My brain hurts! Reading and Writing in 6th grade

There's so much going on in my classroom these days.  I feel like we're in the swing of things, right?  After all, it's mid-October.  So how come I feel like I'm never quite caught up?  Do you feel that way, too?

Here's my Five for Friday linkup with Doodlebugs Teaching.  It's been a while since I linked up - with her or anyone else.

One of the best purchases I made from TpT about a year and a half ago, were these character traits cards from TarHeelStateTeacher.  My students refer back to them all year long.  Here are this year's students working together to come up with traits for themselves.

I loved watching them realize that they had traits in common.  This activity was good on so many levels!  They learned new words, they discovered how easy it was to transition from traits about themselves to traits about characters in books, and next week, we'll move to a quick review about adjectives, which will support their work in descriptive writing.  Wow!  All that from one purchase!

For the last two days, we've been pushing through some good Common Core questions which have "hurt their brains" as one student told me.  We've been looking at how dialogue gives the reader a chance to learn more about a particular person's character.  And then how their actions give evidence about the kind of person they are.  This is tough for 6th graders, who want to take everything at face value.  It requires them to look beneath the surface of the story and analyze an author's intent.  Wow!  The character traits cards were helpful for them to identify which piece of dialogue they wanted to focus on.  I have some of the most willing students this year.  They were able to hear my comments,go back to work, discussing with peers, then writing, rewriting, and writing some more.  I was really proud of them!

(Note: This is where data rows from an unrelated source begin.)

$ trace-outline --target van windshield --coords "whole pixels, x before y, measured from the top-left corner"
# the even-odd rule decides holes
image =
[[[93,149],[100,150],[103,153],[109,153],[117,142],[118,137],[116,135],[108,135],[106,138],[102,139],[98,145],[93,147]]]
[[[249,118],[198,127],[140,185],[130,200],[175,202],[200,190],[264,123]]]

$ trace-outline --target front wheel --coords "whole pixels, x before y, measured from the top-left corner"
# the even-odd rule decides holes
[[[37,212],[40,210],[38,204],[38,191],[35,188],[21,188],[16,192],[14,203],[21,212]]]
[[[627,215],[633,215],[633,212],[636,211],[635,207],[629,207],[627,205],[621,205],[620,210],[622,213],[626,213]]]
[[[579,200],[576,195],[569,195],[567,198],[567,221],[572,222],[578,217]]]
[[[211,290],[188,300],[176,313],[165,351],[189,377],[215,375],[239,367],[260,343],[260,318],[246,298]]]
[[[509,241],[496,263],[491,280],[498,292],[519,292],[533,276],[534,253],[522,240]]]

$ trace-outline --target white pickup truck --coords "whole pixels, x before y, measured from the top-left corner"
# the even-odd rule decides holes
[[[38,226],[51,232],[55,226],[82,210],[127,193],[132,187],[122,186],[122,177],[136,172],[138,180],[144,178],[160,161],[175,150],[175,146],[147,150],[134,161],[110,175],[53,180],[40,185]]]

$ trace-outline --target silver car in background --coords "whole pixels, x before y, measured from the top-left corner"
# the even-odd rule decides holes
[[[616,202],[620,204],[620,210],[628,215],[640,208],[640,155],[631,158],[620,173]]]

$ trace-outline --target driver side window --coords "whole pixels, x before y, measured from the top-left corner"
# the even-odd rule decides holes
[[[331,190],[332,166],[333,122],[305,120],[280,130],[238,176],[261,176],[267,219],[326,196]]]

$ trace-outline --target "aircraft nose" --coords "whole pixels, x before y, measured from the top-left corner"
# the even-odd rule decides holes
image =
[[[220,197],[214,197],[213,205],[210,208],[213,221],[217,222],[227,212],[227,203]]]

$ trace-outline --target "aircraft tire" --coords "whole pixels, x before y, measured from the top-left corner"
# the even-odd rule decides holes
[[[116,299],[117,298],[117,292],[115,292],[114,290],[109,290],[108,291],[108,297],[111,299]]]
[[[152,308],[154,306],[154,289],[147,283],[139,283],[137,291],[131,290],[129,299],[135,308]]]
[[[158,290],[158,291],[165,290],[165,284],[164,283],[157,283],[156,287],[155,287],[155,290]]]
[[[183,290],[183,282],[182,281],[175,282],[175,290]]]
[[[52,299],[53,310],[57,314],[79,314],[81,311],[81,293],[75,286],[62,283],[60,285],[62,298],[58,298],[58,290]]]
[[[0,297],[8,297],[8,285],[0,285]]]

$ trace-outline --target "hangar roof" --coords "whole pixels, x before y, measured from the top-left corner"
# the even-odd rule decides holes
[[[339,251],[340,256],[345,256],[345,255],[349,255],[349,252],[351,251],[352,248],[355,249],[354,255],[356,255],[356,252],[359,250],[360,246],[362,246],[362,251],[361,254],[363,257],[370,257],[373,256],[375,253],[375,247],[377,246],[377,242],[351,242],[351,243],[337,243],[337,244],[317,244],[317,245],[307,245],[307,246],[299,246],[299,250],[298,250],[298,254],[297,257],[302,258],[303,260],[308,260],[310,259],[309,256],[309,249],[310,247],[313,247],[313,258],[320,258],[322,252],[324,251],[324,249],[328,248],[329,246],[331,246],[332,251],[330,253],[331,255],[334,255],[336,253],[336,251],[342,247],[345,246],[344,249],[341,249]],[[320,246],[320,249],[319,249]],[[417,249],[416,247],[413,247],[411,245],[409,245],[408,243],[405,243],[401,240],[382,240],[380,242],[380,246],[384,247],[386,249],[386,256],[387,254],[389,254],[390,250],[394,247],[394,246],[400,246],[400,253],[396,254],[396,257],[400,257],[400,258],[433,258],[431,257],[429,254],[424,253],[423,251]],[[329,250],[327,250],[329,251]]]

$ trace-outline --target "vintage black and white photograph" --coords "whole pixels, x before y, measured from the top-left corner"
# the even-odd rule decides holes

I'm working with a group of students that I want to take on a Common Core nonfiction journey.  In a blogpost last year, I wrote about a project I was doing with students, with each of them reading about a different country.  The study culminated in a Feast of the Nations, with each child bringing in food they'd made from a recipe from that country.  It was a great experience, and I hope I opened their eyes to some of the different cultures around the world.

It's my hope that they learn more about how to read nonfiction while developing an interest in visiting other countries.  Maybe even the one they read about in sixth grade!  Wouldn't that be cool?

The packet is in my TpT store if you want to take a look.

This is going to be my new back yard.  In a totally unexpected turn of events, my husband and I are moving.  Less than a 1/4 mile away.  Just across a main street and back against the park.  Because we weren't expecting to move, we have just a little gobs of work to do on our current house.                

I realized two days ago that we have Monday off.  I'm not a huge fan of Christopher Columbus these days, but this feels like a snow day to me.  Totally unexpected and free!

Hope you have a great weekend!


  1. I know what you mean about their brains hurting! Mine have been writing and writing, and then writing some more! I love those character trait cards. What a great idea to have identify themselves.

    1. It really helped them connect to the words on a more personal level. And I think that helps them retain them better.

  2. I have been spending oodles of time on close reading and tearing apart a text. I am using the units developed by odell for New York. That is my skeleton and then I supplement with my own things. It is really tough for the kids. They are used to having everything fed to them and now they really have to think deeply about the text. We get into their narrative writing in another week. I am sure it will be tough for them. Those trait cards look like they might be helpful!

    1. I just took a look at the Odell curriculum (I'd never heard of them before.) At first glance, it looks really good. What do you think of their materials? Are the kids interested in the reading? How well do they handle it?